In keeping with the spirit of this book, I strongly discourage the use of rhymes, mnemonic devices or other tricks for fact mastery. This may be contrary to the beliefs of some teachers who have a favorite collection of such tricks. These tend to be more prevalent for multiplication than other facts.
Although the Principles and Standards quotation mentions division facts, there is actually little need to spend a great deal of time on these. A fact such as 42 ÷ 6 appears with no greater frequency than a non-fact such as 43 ÷ 6 or 41 ÷ 6. A related argument is that virtually no one memorizes 42 ÷ 6. Instead, they know this because they know 6 x 7 = 42.

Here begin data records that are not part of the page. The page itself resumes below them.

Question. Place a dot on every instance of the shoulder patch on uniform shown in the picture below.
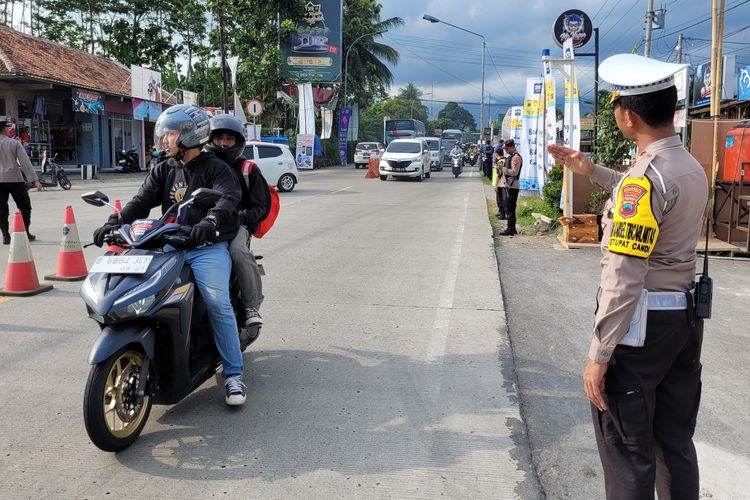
(634, 227)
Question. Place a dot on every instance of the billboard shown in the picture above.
(702, 81)
(313, 52)
(743, 84)
(145, 83)
(88, 101)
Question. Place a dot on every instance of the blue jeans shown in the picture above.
(212, 266)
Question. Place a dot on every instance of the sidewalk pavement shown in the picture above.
(549, 295)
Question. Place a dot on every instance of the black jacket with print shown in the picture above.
(170, 182)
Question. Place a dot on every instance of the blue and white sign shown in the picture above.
(743, 84)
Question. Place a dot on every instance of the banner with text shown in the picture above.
(344, 116)
(532, 107)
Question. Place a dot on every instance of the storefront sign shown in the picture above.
(573, 24)
(145, 83)
(743, 84)
(87, 101)
(146, 110)
(313, 52)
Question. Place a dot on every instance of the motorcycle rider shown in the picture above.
(180, 132)
(227, 142)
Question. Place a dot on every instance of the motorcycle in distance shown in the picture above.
(129, 161)
(53, 175)
(156, 345)
(457, 164)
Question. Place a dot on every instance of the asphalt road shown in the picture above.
(549, 295)
(383, 370)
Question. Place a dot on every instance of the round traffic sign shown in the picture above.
(254, 107)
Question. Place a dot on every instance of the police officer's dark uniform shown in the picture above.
(651, 227)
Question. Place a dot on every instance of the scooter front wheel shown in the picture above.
(114, 419)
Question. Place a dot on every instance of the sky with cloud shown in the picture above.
(446, 62)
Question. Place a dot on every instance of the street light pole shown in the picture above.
(346, 59)
(433, 19)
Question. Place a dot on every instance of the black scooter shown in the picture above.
(129, 161)
(156, 345)
(53, 176)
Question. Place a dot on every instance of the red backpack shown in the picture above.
(273, 212)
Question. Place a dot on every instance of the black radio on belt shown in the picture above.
(704, 289)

Fact Remediation in the Upper Grades
For teachers in grades 4 to 8, the approaches in this chapter often seem less than useful because they do not have the class time in their curriculum to help students develop strategies. Furthermore, a large number of their students do not need fact remediation. Thee message in the section near the end of the chapter is that these same methods can be used with older students but they may well require individual diagnosis and students working on their facts out of class.